She restrained herself at once, put him into an armchair by the window, and cared for him in her tender noiseless way. But she had grown almost as pale as he, and her heart was like lead.

'Will you send me off for the day to Thurston ponds?' he said presently, trying to smile with lips so stiff and nerveless that the will had small control over them.

'Can you walk so far? You did overdo it yesterday, you know. You have never got over Mile End, Robert.'

But her voice had a note in it which in his weakness he could hardly bear. He thirsted to be alone again, to be able to think over quietly what was best for her—for them both. There must be a next step, and in her neighbourhood he was too feeble, too tortured, to decide upon it.

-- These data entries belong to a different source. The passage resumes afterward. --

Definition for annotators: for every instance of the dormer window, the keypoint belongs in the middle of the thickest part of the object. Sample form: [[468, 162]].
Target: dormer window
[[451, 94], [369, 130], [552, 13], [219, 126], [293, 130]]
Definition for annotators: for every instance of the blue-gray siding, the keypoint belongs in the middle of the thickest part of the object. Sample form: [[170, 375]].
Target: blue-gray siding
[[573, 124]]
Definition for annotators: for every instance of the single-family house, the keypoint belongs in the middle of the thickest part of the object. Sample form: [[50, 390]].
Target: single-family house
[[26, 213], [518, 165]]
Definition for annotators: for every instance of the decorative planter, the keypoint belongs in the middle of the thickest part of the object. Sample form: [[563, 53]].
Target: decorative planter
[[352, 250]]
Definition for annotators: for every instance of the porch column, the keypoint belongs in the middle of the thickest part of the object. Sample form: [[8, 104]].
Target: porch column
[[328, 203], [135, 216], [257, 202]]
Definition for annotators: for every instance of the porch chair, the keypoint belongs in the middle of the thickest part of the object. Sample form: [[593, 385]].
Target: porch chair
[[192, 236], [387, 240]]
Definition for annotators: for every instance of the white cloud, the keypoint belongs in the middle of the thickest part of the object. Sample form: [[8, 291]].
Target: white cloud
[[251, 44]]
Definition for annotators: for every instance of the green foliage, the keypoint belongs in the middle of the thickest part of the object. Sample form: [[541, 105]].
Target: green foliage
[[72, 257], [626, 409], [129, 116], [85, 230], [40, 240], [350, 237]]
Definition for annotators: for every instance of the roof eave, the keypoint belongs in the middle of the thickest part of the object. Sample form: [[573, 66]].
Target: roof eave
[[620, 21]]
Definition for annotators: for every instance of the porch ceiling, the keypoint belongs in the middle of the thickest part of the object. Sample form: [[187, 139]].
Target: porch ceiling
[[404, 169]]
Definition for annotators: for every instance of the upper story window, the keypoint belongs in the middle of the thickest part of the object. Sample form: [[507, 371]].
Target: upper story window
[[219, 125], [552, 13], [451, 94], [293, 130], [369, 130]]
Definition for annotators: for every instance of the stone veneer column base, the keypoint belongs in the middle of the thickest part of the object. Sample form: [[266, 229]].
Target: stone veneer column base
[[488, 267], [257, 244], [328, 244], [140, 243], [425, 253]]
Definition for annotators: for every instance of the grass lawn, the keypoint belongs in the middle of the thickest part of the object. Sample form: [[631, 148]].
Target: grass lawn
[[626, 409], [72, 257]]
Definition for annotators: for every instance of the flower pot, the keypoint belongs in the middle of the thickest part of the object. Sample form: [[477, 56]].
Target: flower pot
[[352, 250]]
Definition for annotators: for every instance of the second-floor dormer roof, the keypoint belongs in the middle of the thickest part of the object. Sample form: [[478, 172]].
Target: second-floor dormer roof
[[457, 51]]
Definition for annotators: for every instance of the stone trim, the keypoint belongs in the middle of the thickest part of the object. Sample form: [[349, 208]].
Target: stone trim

'No more, dear—no more,' he said impatiently, as she tried to feed him; then he added as he rose: 'Don't make arrangements for our going next week, Catherine; it can't be so soon.'

Catherine looked at him with eyes of utter dismay. The sustaining hope of all these difficult weeks, which had slipped with such terrible unexpectedness into their happy life, was swept away from her.

'Robert, you ought to go.'

'I have too many things to arrange,' he said sharply, almost irritably. Then his tone changed: 'Don't urge it, Catherine.'

His eyes in their weariness seemed to entreat her not to argue. She stooped and kissed him, her lips trembling.